A Raquel S. calhou um bolo de aniversário, acabar a peça deitada no chão e receber uma chamada. Apesar de estes espectáculos, que rondam os 20 minutos, terem uma certa componente de improviso, tendo em conta que são concebidos “apenas em dez ou cinco dias”, a dramaturga chegou aos ensaios já com um texto. “Vai ter muito a ver com a investigação que ela tem levado a cabo sobre a questão dos ‘descobrimentos’, o colonialismo português e a igualdade de género”, adianta Catarina Barros. Mais concretamente, a proposta de Raquel S. foca-se na questão das Órfãs d’El-Rei, filhas de nobres que morreram ao serviço da Coroa portuguesa. Estas raparigas órfãs, entre os 12 e os 30 anos, ficavam a cargo do rei, que as enviava para as colónias com o objectivo de as casar com os portugueses. “Como os colonos violavam as mulheres indígenas e elas tinham filhos, o rei mandava para lá estas mulheres para tentar manter a ‘pureza da raça’ portuguesa.” Optamos por não revelar como Raquel S. vai montar esta história com os seus três ingredientes, para não haver spoilers. Mas tudo fará sentido.

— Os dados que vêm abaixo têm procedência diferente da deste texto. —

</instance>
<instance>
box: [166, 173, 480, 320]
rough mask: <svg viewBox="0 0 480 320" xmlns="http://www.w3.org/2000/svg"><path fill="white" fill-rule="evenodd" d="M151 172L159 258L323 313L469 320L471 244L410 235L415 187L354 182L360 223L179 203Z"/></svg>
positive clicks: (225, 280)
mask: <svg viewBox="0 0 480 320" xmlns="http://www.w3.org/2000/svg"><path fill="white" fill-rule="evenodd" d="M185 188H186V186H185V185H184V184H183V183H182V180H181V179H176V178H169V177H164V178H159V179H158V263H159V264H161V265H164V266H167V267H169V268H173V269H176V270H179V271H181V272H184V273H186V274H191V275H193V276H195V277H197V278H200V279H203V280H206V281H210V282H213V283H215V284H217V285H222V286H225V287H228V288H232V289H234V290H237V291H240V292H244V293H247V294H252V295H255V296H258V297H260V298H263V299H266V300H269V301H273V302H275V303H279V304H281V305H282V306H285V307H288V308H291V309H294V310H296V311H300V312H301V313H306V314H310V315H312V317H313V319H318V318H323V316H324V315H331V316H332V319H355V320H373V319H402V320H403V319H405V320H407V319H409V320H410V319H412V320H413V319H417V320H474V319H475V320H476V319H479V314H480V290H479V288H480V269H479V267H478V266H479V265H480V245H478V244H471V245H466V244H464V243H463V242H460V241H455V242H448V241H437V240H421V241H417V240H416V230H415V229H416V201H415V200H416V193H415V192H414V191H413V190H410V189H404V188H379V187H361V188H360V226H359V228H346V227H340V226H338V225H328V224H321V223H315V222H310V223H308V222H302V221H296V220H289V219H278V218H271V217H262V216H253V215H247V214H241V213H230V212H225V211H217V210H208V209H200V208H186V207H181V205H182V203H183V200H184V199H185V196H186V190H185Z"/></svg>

Quanto à Maratona de COZINHA(S), a ideia é fazer um espectáculo mais longo, com cerca de 45 minutos, em que se entrelace as cinco criações. Mantendo a identidade de cada uma, “sem criar propriamente algo de novo”, mas percebendo “como estas se podem tocar e ter ecos umas nas outras”.
Parque da Pasteleira. Rua Gomes Eanes de Azurara 122 (Porto). 27 de Agosto, 19.00 (Raquel S.). 4 de Setembro, 19.30 (Maratona). É obrigatório o levantamento do bilhete gratuito (máximo: 2 por pessoa) no local e dia a partir das 18.00.